Let me know what you think.  Is this a better approach or should we
patch up the new code?  Are you interested in doing this?  If not I
may have time to do this.

/mikem

Knut Anders Hatlen (JIRA) wrote:
>      [ https://issues.apache.org/jira/browse/DERBY-4080?page=com.atlassian.jira.plugin.system.issuetabpanels:all-tabpanel ]
> 
> Knut Anders Hatlen updated DERBY-4080:
> --------------------------------------
> 
>     Attachment: repro.sql
> 
> Here's a script that exposes the bug (seen in 10.4.2.1 - (706043) and 10.5.0.0 alpha - (749659)).
> 
> The script inserts a row at the end of one index page, with an uncommitted deleted duplicate at the beginning of the next index page. The insert must wait for the uncommitted delete to be committed. The transaction that holds the exclusive lock on the deleted duplicate then tries to read a row on the previous index page, but cannot obtain the lock until the insert operation times out.
> 
> A thread dump during the hang shows that this is a deadlock involving both locks and latches:
> 
> "Thread-2" prio=3 tid=0x08473800 nid=0x12 in Object.wait() [0xb60de000..0xb60debe0]
>    java.lang.Thread.State: TIMED_WAITING (on object monitor)
> 	at java.lang.Object.wait(Native Method)
> 	- waiting on <0xf3c06298> (a org.apache.derby.impl.services.locks.ActiveLock)
> 	at org.apache.derby.impl.services.locks.ActiveLock.waitForGrant(Unknown Source)
> 	- locked <0xf3c06298> (a org.apache.derby.impl.services.locks.ActiveLock)
> 	at org.apache.derby.impl.services.locks.ConcurrentLockSet.lockObject(Unknown Source)
> .
> .
> .
> "main" prio=3 tid=0x0806f400 nid=0x2 in Object.wait() [0xfe34e000..0xfe34ed38]
>    java.lang.Thread.State: WAITING (on object monitor)
> 	at java.lang.Object.wait(Native Method)
> 	- waiting on <0xf4235668> (a org.apache.derby.impl.store.raw.data.StoredPage)
> 	at java.lang.Object.wait(Object.java:485)
> 	at org.apache.derby.impl.store.raw.data.BasePage.setExclusive(Unknown Source)
> 	- locked <0xf4235668> (a org.apache.derby.impl.store.raw.data.StoredPage)

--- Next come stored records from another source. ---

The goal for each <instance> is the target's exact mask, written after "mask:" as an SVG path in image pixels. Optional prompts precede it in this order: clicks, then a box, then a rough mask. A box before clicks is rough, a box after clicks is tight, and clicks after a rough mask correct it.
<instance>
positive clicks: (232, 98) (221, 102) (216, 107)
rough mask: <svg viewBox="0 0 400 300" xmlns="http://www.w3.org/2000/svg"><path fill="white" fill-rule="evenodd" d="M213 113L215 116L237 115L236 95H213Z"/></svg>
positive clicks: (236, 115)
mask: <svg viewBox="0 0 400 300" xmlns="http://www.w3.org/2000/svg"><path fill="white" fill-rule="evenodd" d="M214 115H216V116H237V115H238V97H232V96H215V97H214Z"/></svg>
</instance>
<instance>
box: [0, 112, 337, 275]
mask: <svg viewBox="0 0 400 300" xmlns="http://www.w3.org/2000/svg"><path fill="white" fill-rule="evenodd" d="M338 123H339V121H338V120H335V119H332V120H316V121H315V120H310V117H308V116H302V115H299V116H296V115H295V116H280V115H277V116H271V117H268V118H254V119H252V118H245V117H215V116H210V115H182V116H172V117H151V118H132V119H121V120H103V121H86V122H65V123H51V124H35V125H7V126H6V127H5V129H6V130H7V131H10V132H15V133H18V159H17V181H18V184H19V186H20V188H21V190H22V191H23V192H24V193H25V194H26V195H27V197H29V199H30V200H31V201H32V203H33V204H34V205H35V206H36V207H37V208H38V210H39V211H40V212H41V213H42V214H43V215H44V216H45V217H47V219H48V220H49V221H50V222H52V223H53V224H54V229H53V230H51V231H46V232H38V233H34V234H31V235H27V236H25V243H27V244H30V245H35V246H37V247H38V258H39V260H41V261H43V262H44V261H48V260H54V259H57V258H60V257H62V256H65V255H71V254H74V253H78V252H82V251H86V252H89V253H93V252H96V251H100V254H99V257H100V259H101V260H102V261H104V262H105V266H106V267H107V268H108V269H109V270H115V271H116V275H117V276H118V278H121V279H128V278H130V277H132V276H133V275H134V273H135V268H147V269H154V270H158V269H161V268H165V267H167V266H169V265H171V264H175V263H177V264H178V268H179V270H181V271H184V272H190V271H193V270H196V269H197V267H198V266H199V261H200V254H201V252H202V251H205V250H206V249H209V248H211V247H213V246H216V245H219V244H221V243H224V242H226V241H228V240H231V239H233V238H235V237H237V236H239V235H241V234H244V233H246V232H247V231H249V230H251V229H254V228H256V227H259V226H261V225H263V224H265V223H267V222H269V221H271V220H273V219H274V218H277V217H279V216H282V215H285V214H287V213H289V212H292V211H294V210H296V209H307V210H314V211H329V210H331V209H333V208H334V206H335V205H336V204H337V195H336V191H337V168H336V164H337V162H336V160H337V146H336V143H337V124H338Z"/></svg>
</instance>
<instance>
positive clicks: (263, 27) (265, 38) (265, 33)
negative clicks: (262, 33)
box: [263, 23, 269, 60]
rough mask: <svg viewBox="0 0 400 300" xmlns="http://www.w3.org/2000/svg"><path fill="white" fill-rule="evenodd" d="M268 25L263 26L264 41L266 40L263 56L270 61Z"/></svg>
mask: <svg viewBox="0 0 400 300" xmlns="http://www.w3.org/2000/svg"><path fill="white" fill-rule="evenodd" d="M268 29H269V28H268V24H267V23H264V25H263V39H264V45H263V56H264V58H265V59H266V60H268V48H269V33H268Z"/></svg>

> 	at org.apache.derby.impl.store.raw.data.BaseContainer.latchPage(Unknown Source)
> 
> If the transaction that waits for the row lock had released all latches once it detected that it would have to wait, there would not be a deadlock and both transactions would be able to complete successfully. Once it has obtained the lock, it will release the latch on the page that it "forgot" to unlatch and perform a rescan, so I would believe that it is fine to release the latch earlier in this case.
> 
>> Possible deadlock between locks and latches in BTreeController.compareRowsForInsert()
>> -------------------------------------------------------------------------------------
>>
>>                 Key: DERBY-4080
>>                 URL: https://issues.apache.org/jira/browse/DERBY-4080
>>             Project: Derby
>>          Issue Type: Bug
>>          Components: Store
>>    Affects Versions: 10.4.2.0
>>            Reporter: Knut Anders Hatlen
>>         Attachments: repro.sql
>>
>>
>> It looks like BTreeController.compareRowsForInsert(), which is used to check for duplicates in a unique nullable index, can run into a deadlock which involves both locks and latches.
>> Here's what I think can happen:
>> comparePreviousRecord() (or compareNextRecord()) holds a latch on the index page where a new row is about to be inserted, and needs to check if there's a duplicate on one of the adjacent rows. Because the row is near a page boundary, this check moves to another index page, while still holding the latch on the original index page. Then compareRowsForInsert() is called, which tries to get an update lock on the existing row. If it has to wait for the update lock, the latch on the current page is released, but the latch on the original index page is kept. This means that the transaction is holding a latch while it is waiting for a lock, which means that it is blocking all access to that page until it has been granted the lock. If some other transaction that is holding a conflicting lock on the row later needs to latch the index page, those two transactions run into a deadlock and the one that's waiting for the lock will eventually time out (but it will not be reported as a de
ad
>  lock).
>> If compareRowsForInsert() releases all latches when it needs to wait for a lock, the deadlock is prevented, and both of the transactions may be able to complete without timing out.
>